Люди без внутреннего сияния - Йенте Постюма
Огни в зале погасли, занавес открылся, спектакль начался. У одного из актеров, которому я пожимала руку, лицо было в черном гриме, а уши — с длинными острыми кончиками. Это был Мефистофель. Другой, менее известный актер играл Бога. Он был в блестящем костюме, чем-то похожем на мой диско-наряд, только он был не в шортах, а в брюках, и не розовых, а белых. Мефистофель рычал и кудахтал. Тут появился профессор Фауст, другой известный актер, который так гоготал надо мной. На сцене он в основном орал. Время от времени к ним выходила какая-то женщина, которая визжала так громко и пронзительно, что приходилось закрывать уши руками и от стыда прятать лицо в подушку. Фауст с восторгом смотрел на визжащую женщину. Дьяволу она тоже нравилась. Я этого не понимала, потому что моя мама была намного красивее. Но она должна была выйти позже. Я не знала точно, когда именно. В программке ее имя стояло в списке имен после слова «шлюхи». Моя мама ужасно радовалась этой роли, это была ее первая роль после моего рождения. До того, как я появилась на свет, она сыграла в нескольких пьесах и телесериалах, и тогда ее даже узнавали на улице. Но теперь уже нет.

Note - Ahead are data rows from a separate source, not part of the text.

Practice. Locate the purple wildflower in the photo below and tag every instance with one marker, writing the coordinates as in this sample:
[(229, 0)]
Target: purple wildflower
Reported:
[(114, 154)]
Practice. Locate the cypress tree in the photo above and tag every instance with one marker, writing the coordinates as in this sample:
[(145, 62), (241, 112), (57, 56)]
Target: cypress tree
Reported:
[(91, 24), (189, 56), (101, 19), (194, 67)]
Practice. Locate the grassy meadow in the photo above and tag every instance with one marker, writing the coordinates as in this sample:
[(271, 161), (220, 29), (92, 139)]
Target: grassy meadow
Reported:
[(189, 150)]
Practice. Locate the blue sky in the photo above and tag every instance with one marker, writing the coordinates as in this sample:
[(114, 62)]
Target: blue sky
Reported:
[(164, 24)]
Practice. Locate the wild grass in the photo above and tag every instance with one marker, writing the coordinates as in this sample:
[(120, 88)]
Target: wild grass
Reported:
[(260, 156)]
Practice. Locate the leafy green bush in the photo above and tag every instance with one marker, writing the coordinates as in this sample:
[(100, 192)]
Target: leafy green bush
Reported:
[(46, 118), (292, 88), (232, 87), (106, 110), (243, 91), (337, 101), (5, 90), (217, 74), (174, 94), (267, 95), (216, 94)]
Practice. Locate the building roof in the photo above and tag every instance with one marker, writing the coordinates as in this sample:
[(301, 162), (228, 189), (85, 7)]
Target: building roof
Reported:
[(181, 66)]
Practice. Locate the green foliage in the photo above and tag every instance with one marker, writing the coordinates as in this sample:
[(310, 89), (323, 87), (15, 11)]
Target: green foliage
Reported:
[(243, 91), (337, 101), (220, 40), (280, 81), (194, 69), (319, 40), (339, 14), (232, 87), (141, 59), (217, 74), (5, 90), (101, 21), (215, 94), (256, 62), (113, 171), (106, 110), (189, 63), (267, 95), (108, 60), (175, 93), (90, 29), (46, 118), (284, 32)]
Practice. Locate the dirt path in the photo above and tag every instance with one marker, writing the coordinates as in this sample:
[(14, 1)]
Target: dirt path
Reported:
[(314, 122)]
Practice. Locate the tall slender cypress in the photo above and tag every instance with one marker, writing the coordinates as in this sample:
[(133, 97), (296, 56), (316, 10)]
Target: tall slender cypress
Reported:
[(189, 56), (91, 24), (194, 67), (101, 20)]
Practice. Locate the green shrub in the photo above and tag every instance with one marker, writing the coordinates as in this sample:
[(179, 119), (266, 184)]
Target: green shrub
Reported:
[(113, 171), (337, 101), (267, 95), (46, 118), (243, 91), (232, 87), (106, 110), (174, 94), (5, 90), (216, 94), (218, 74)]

«Я должна постараться, — повторяла она все время. — Если я сейчас не смогу обратить на себя внимание, этого уже никогда не случится. Тогда мне лучше умереть». Вообще-то она довольно часто это говорила — что хочет умереть. Накануне премьеры она бродила по дому как привидение. Я никогда еще не видела ее настолько не сияющей.
Чтобы ее порадовать, я все время повторяла, что она красивей всех на свете. Мой отец пытался ее успокоить, уверяя, что все будет хорошо, что она будет на сцене совсем недолго и что текста у нее всего пара строчек, но это ее только злило. Один раз я спросила, чего она так боится. И тогда она улыбнулась. «Я никогда не боюсь», — сказала она.
А я тем временем стала волноваться. Когда же наконец появятся шлюхи? Того, что мне ужасно хочется писать, я старалась не замечать. Может быть, мне удастся незаметно пробраться через весь зал в туалет в фойе. Где-то с краю позади меня тускло горела надпись «выход». Но выйти сейчас я не могла. Если бы я пропустила выступление моей мамы, она была бы страшно разочарована. Она же не просто так взяла меня с собой, да и такси было дорогое. Я покачивала крепко сжатыми ногами.
«Подумай про каникулы», — говорил мой отец, когда я плохо себя чувствовала. Сейчас я тоже попыталась это сделать. Я стала думать о божьих коровках, о том, как блестит на солнце мой диско-костюм, о большой стеклянной банке с карамельками в магазинчике во французском кемпинге, о длинной очереди голых людей в кассу. Одетыми там были только кассирша и я.
Но все эти мысли не помогли, писать хотелось ужасно. Я напрягла все мышцы так сильно, что меня затрясло. На сцене запел ангельский хор. Голоса звучали так высоко, легко и чарующе, что я расслабилась. Ощущение было странное, как будто я сплю. Сиденье сначала потеплело, но очень быстро стало холодным и мокрым. Я подумала, что никто, возможно, ничего не заметит, если не шевелиться, так что я просто уставилась на сцену, вцепившись в подушку.
А что, если моя мама выйдет именно сейчас, вдруг подумала я, и увидит, что я описалась прямо в первом ряду. Что, если она испугается и собьется? Тогда все будет испорчено. Тогда она захочет умереть.
— Пожалуйста, Боженька, — прошептала я. — Сделай меня невидимой.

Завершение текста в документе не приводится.